Joint and several Client liabilities
If Rubika enters into an agreement with several customers, each of them shall be jointly and severally liable for the full amounts due to Rubika under that agreement.
Liability of Rubika
- Rubika is only liable for any damage the customer suffers if and insofar as this damage is caused by intent or gross negligence.
- If Rubika is liable for any damage, it is only liable for direct damages that results from or is related to the execution of an agreement.
- Rubika is never liable for indirect damages, such as consequential loss, lost profit, lost savings or damage to third parties.
- If Rubika is liable, its liability is limited to the amount paid by a closed (professional) liability insurance and in the absence of (full) payment by an insurance company of the damages the amount of the liability is limited to the (part of the) invoice to which the liability relates.
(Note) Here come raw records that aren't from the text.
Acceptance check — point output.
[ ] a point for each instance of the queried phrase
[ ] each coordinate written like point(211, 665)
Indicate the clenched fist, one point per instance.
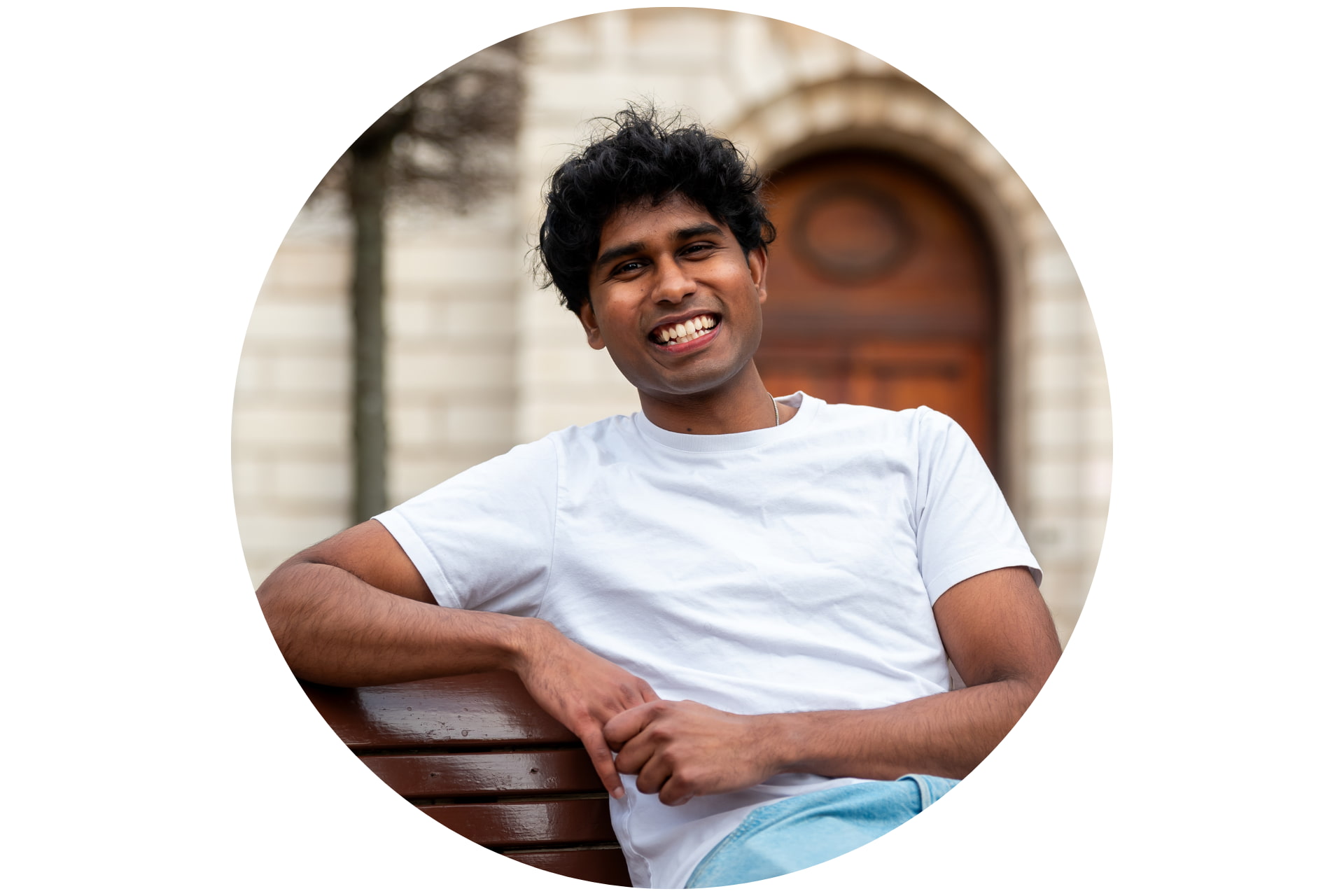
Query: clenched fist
point(581, 690)
point(683, 748)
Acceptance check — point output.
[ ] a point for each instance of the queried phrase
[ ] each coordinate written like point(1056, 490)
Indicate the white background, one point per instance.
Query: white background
point(155, 156)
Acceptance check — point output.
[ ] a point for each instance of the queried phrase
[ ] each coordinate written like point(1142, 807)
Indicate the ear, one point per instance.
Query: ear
point(757, 264)
point(590, 328)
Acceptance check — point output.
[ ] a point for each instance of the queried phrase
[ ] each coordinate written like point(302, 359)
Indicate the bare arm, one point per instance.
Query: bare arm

- All images, photos, colors, drawings, descriptions on the website or in a catalog are only indicative and are only approximate and cannot lead to any compensation and/or (partial) dissolution of the agreement and/or suspension of any obligation.
Expiry period
Every right of the customer to compensation from Rubika shall, in any case, expire within 12 months after the event from which the liability arises directly or indirectly. This does not exclude the provisions in article 6:89 Dutch Civil Code.
Dissolution
- The customer has the right to dissolve the agreement if Rubika imputably fails in the fulfillment of his obligations, unless this shortcoming does not justify termination due to its special nature or because it is of minor significance.
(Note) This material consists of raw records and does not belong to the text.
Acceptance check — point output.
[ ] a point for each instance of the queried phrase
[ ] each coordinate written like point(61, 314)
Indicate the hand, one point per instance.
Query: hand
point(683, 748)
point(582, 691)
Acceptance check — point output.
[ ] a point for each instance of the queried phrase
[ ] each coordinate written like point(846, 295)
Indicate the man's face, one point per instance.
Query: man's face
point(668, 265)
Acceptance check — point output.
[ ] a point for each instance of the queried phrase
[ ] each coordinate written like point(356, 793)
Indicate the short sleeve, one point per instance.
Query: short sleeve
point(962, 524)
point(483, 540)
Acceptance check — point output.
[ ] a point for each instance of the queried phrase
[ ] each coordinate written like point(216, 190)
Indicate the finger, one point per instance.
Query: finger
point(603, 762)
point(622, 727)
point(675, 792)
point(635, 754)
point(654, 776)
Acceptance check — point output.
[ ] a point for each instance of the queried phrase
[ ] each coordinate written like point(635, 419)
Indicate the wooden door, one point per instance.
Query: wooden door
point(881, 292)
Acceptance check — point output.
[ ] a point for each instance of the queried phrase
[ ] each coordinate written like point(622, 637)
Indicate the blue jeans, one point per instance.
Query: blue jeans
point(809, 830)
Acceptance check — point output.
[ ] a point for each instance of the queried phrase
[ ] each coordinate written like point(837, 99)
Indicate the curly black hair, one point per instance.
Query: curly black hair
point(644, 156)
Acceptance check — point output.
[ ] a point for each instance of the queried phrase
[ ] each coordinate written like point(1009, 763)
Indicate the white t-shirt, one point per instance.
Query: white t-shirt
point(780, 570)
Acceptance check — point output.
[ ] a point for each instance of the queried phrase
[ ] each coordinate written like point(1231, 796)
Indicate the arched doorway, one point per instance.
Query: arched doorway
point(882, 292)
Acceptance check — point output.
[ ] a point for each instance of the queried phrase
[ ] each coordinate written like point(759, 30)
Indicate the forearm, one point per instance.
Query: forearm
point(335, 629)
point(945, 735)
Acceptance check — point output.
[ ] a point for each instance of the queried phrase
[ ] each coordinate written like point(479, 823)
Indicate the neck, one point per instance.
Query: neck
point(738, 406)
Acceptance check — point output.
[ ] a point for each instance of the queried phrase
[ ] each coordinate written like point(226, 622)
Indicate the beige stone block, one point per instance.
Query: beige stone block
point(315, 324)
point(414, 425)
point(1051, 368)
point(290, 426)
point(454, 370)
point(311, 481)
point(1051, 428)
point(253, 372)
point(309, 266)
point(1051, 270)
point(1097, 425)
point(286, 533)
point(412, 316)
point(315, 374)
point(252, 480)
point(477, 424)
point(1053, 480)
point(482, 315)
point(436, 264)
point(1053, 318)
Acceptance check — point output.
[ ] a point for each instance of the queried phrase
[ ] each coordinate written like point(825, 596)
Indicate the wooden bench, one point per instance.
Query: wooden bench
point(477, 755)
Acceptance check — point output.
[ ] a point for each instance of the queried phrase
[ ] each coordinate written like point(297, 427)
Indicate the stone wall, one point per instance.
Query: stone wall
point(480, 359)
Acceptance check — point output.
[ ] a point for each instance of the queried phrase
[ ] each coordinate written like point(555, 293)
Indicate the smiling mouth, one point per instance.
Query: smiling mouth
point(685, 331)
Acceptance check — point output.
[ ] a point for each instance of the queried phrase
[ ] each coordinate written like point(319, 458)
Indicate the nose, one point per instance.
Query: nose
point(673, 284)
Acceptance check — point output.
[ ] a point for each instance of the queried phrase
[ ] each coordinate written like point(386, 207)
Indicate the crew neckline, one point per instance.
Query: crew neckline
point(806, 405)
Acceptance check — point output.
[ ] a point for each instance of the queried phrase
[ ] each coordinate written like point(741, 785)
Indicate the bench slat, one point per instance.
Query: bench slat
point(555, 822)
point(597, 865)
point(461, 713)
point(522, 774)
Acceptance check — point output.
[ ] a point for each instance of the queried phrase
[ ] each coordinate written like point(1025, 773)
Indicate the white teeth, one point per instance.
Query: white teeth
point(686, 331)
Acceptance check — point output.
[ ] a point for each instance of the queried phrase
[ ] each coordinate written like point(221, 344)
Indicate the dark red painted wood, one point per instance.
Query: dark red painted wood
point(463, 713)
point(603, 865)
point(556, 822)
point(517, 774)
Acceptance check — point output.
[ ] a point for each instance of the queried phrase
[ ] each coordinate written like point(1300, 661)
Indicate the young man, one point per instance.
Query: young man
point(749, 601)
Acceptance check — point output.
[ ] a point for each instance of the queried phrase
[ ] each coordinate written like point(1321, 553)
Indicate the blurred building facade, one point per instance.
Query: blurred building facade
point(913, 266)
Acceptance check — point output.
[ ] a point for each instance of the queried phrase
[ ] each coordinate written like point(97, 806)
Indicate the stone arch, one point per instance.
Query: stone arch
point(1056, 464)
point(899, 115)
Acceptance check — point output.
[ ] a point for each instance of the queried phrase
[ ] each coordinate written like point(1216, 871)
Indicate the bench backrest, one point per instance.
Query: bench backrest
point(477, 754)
- If the fulfillment of the obligations by Rubika is not permanent or temporarily impossible, dissolution can only take place after Rubika is in default.
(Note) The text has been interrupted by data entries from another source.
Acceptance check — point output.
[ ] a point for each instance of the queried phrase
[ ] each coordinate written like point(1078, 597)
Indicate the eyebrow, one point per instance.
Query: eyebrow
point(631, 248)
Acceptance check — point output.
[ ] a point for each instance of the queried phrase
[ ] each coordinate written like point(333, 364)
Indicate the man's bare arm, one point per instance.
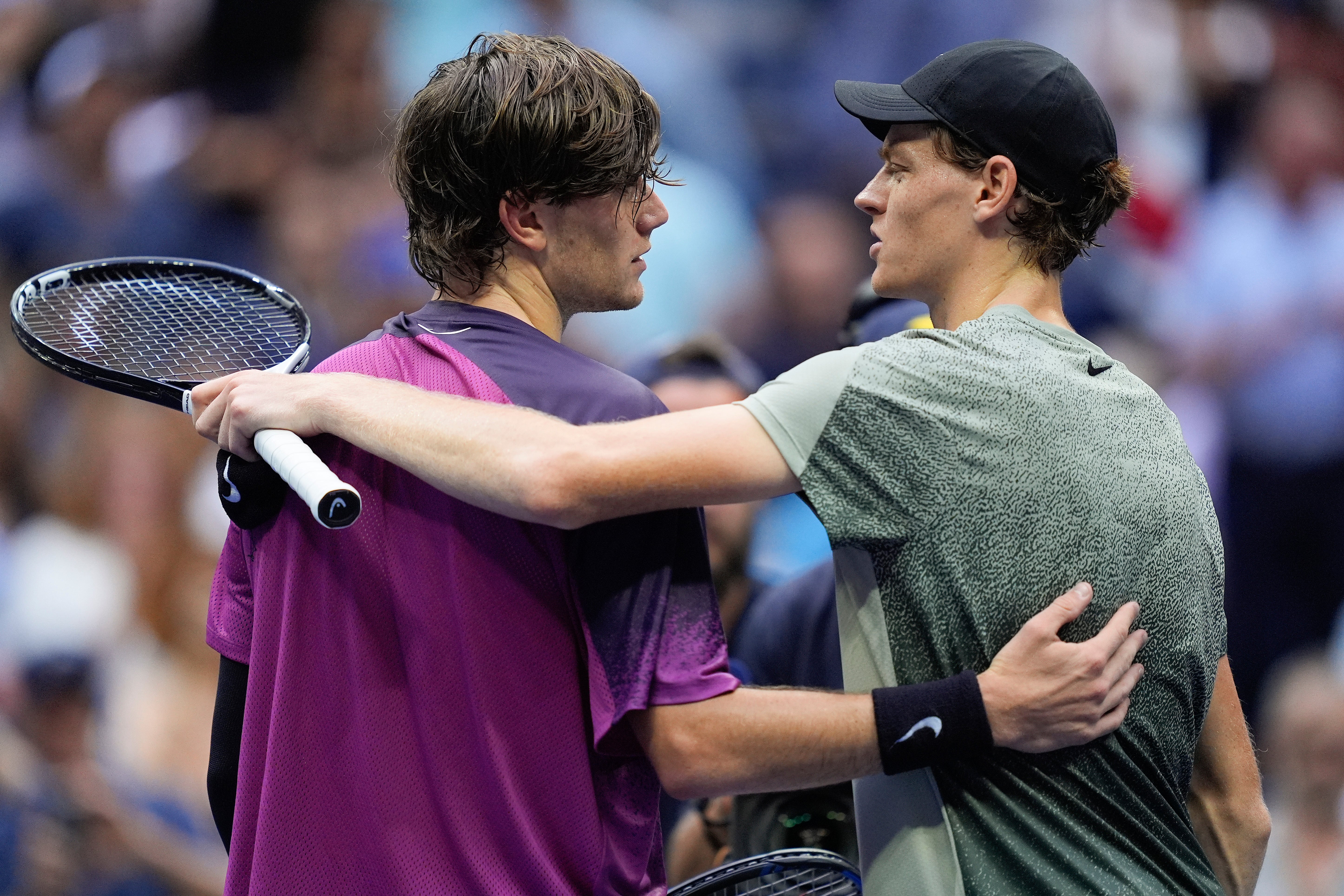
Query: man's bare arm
point(1225, 800)
point(509, 460)
point(1041, 694)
- Rubika has the right to dissolve the agreement with the customer, if the customer does not fully or timely fulfill his obligations under the agreement, or if circumstances give Rubika good grounds to fear that the customer will not be able to fulfill his obligations properly.
Force majeure
- In addition to the provisions of article 6:75 Dutch Civil Code, a shortcoming of Rubika in the fulfillment of any obligation to the customer cannot be attributed to Rubika in any situation independent of the will of Rubika, when the fulfillment of its obligations towards the customer is prevented in whole or in part or when the fulfillment of its obligations cannot reasonably be required from Rubika .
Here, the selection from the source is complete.